Wednesday, January 20, 2010

Scenes, Moments, Structure, and Pacing

Raymond Obstfeld begins his fantastic tutorial, The Novelist's Essential Guide to Crafting Scenes by noting all the great "moments" we instinctively recall when we reminisce on a work. Specifically, he states, "...the more 'moments' a work has, the more powerful it is." And by moments, he means scenes.

I disagree, though not entirely.

As Obstfeld notes, we do not recall entire works; when we think of a work, we recall those powerful scenes which held the most impact - the "You complete me" moments. However, as I learned from writing music, you cannot simply chain together a string of great riffs, you have to have a progression - a build-up which not only makes those moments weight, but which either provide contrast to strengthen those scenes or provide some quality against which those moments can be compared. For the most part, this comes down to pacing.

The most effective way to illustrate this is through dialogue: One "great" line after the next is cheesy. Just think of all those B-raters you've seen in which the protagonist spews nothing but great one-liner after zinger after clever retort, usually followed by a "signature line" or catchphrase. Those movies are called "B-raters" for a reason, and that's sometimes the reason.

There are many factors to be considered when contemplating your story's structure and leading-up to a powerful, "money," scene can include one or all of them. Exposition (including characterization, relationships, history,; character interaction; establishment and reinforcement of point-of-view; setting, tone, and atmosphere; style; it is even acceptable - and sometimes best - to literally point-out the fact that what follows is a pivotal scene:

And then, he said...
That was when it happened.
I'll never forget the look on his face when...

That approach - the stylistic approach - can be tricky, even if nowhere near as direct as the examples given above, because you run the risk of disturbing the suspension of disbelief by authoritatively (authorally?) calling the reader's attention to the fact that what follows is important. For the most part, great scenes - while they must obviously be literally written - tend to just happen. Once you have one, it can be like lightning in a bottle, around which you can mold the rest of your work. Leading into a great moment is often easier once the Great Moment has been accomplished, and so becomes a bit of a puzzle to be laid-out backward from that point.

Pivotal scenes are those which form the main points of any writer's chart or outline, if he works in such a manner, but not every scene has to be pivotal to the story in such a manner. Great moments can be created in simple dialogue exchanges, clever writing or observations, and so on.

In thinking back on Raymond Chandler's The Big Sleep, I remember the scene in which the "victim" was drugged and photographed, but I remember the writing itself more than anything else. That's telling, because the novel opens with the scene I remember; studies on memory have proven that people tend to remember the first and last items in a list more easily, thus it follows that this extends to larger works and other concepts. IOW, I recall the opening scene of the novel and the writing style more than anything else in the book. Generally speaking, this would not be a good thing, but Raymond Chandler is a god among men and I can recall the entire plot and many of its twists and turns, characters, and concepts with little more effort. Still, the opening scene remains the big "moment" I recall foremost whenever I think of The Big Sleep.

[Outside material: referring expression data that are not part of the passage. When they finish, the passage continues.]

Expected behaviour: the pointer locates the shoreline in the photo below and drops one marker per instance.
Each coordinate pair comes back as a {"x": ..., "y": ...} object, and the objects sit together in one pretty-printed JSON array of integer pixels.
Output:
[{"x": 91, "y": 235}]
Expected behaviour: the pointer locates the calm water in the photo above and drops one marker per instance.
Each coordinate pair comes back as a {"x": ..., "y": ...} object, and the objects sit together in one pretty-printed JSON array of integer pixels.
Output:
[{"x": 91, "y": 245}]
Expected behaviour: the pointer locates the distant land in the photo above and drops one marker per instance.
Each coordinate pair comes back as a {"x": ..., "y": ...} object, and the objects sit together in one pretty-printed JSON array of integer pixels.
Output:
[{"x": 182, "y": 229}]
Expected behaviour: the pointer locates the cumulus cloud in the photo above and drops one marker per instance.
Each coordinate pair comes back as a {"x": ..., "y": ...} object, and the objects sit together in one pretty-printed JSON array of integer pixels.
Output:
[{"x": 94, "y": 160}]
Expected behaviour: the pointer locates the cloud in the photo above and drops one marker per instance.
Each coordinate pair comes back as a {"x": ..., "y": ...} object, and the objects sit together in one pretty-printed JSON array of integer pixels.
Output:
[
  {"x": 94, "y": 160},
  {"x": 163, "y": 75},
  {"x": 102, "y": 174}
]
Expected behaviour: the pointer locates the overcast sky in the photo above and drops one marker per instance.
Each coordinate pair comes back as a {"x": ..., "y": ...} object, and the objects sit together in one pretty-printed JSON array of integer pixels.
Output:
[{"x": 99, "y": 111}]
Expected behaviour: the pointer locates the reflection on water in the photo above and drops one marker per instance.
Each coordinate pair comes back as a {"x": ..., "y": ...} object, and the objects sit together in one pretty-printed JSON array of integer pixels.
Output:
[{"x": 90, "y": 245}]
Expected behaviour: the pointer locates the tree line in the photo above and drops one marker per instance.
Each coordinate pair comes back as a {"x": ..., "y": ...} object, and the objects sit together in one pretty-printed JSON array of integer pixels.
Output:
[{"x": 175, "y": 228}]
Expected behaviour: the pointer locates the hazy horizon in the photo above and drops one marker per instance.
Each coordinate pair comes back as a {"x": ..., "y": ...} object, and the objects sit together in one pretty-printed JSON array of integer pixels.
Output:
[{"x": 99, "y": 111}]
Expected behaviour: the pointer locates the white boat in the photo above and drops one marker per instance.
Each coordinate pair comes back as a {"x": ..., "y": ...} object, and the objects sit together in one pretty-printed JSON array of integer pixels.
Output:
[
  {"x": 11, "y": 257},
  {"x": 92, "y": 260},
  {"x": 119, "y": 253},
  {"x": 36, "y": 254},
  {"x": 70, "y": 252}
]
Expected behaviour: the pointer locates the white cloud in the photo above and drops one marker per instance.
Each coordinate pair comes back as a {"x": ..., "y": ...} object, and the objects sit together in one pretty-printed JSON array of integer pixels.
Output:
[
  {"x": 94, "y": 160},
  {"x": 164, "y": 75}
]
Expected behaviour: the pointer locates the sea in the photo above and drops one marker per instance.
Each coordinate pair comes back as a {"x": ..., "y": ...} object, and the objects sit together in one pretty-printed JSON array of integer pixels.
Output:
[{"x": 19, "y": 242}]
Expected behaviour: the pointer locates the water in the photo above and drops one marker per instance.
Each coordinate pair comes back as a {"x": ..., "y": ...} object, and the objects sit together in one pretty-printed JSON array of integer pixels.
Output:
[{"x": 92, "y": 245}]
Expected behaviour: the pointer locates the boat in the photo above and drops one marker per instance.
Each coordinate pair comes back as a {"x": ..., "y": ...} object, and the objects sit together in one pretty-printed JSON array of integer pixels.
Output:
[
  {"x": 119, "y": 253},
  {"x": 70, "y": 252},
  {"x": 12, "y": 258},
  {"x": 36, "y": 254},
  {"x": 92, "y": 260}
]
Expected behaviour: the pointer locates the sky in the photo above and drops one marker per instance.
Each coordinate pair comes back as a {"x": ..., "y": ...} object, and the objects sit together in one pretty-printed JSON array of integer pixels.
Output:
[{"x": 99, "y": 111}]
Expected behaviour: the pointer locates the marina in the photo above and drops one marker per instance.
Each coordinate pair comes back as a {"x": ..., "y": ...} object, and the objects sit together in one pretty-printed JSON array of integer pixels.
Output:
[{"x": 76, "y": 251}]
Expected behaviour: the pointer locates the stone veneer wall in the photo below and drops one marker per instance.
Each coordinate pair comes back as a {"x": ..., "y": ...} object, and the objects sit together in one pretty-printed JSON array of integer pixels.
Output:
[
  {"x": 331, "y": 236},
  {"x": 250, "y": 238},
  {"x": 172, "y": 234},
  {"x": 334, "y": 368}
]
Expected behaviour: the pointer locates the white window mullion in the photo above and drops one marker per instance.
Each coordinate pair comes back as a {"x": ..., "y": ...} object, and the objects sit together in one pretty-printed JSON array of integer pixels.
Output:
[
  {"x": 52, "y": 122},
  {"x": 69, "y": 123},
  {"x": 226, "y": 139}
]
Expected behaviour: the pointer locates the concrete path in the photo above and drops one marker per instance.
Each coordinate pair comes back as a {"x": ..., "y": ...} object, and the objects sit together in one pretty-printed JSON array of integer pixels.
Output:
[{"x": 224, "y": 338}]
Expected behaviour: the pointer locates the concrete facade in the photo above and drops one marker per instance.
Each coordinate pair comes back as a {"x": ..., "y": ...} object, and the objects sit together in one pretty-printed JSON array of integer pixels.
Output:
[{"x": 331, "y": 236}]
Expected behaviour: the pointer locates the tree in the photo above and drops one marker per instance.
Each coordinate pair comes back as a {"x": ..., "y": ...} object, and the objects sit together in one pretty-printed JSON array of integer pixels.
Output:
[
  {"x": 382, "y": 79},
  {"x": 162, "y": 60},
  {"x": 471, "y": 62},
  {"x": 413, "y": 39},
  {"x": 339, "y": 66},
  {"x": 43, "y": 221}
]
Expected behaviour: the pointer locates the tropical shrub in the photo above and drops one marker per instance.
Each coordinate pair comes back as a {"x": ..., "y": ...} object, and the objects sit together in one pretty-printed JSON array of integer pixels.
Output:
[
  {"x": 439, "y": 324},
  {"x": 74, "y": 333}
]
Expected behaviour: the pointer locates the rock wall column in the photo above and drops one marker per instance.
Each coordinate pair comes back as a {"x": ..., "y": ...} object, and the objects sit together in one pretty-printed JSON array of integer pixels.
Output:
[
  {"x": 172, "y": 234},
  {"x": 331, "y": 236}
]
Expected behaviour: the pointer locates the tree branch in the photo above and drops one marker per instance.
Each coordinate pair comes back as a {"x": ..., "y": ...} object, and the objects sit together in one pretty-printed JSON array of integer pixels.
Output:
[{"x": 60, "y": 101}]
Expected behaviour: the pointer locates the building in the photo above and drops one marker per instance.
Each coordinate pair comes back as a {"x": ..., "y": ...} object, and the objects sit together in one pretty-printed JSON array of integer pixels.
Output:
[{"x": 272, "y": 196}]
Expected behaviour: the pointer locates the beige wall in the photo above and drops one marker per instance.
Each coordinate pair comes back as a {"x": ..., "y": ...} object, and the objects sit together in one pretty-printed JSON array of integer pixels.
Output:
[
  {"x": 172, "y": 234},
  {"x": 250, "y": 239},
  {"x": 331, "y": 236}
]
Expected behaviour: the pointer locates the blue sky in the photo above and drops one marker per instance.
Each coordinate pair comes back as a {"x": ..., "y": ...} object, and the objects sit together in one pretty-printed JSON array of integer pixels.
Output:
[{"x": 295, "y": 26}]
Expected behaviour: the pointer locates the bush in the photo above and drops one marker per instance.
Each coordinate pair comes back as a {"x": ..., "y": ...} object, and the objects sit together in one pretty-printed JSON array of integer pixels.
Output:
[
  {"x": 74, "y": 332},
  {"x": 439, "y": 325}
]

If you pack a piece with nothing but memorable scenes, clever observations, witty writing, and utterly meaningful dialogue, you run the risk of toning everything down by lack of contrast and pacing. Don't bore your audience with menial or unnecessary details and observations just to weigh a scene down with impact, but be sure to work those Big Moments into the greater tapestry of your tale so that, when they do arrive, they actually do mean something and don't seem forced. You have so many other considerations, this should rarely prove problematic.

A work consisting of nothing but one great scene after another is either a collection of vignettes or a cheesy piece of shit, but it's not going to be a good work.